The purpose of the Vulnerability Assessment is to identify potential vulnerable systems on your internal network and network perimeter. Your technical controls will be assessed for weaknesses that may allow unauthorized access to sensitive information. Accessible Wireless Access Points will be scanned and reviewed for appropriate security configurations.
We will deploy a Vulnerability Assessment Device on your network. The Internal Vulnerability Assessment will be conducted remotely through this device. The External Vulnerability Assessment will be conducted from the Internet.
Our methodology has been developed over time with similarly sized firms and follows industry recognized best practices. We use a variety of proprietary and open source tools as well as manual techniques to discover vulnerable systems and weak technical controls.
During an Assessment we will:
• Review the anti-virus status of the computers and scan for viruses and threats
• Review the encryption status of the computers
• Create a hardware and software inventory, identifying potentially dangerous applications
• Create a network map, including wireless access points
• Review of firewall and wireless access point rules
• Review the patch level of your operating system and key applications
• Scan of public facing IP range for exposed ports
• Evaluation of the current back up strategy
• Comparison of findings to security and financial services best practices
• Create an assessment report and identify gaps that require remediation, including the recommended action to close those gaps.

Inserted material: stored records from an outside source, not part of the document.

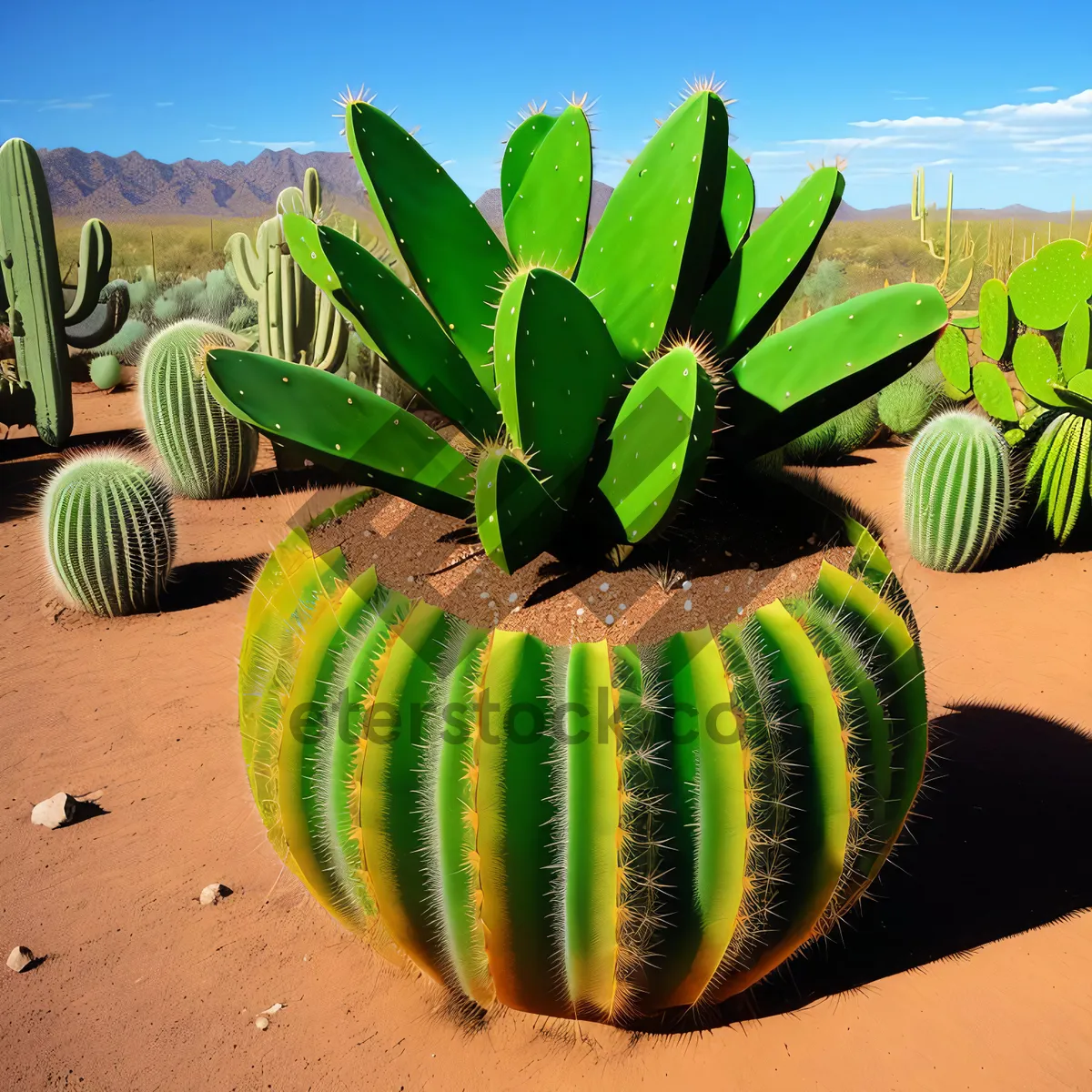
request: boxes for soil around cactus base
[309,479,853,644]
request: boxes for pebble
[7,945,34,973]
[31,793,76,830]
[197,884,228,906]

Upon completion of the Assessment, a final report will be provided to the Customer, including a summary of remediation items and recommendations. Docupace will facilitate the prioritization of remediation items and best practice recommendations to resolve any outstanding items based on the Customers unique business situation. Docupace will provide oversight, monitoring, and will measure
the closure of remediation items. Upon request, Docupace will provide an estimate for providing the services needed to remediate outstanding issues. Docupace will provide a weekly status report to the Customer on the status of the items identified for remediation.

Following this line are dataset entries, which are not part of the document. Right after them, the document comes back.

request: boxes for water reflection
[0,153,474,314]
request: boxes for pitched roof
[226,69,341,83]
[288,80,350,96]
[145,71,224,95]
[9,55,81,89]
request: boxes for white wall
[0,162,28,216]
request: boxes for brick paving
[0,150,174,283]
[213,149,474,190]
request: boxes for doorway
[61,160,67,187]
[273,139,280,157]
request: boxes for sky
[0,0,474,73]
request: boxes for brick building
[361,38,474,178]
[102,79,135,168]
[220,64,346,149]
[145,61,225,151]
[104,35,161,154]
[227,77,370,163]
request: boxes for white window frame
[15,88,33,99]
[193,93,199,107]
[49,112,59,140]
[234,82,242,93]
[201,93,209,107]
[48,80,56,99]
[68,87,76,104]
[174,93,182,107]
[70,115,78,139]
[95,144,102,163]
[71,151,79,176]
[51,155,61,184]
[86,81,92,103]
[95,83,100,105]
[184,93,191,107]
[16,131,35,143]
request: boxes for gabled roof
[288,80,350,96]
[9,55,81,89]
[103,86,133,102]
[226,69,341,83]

Upon completion of the assessment, and based on the inventory of hardware, software, and servers, Docupace will provide ongoing monitoring, including:
• Status of anti-virus protection
• Capture of server logs
• Encryption status
• Status of wireless ports
• Security Patch Status
These reports and statuses will be written to the Customers online secure document storage for review by the Delegate and by Docupace. Any unusual results will be reported to the Delegate upon discovery.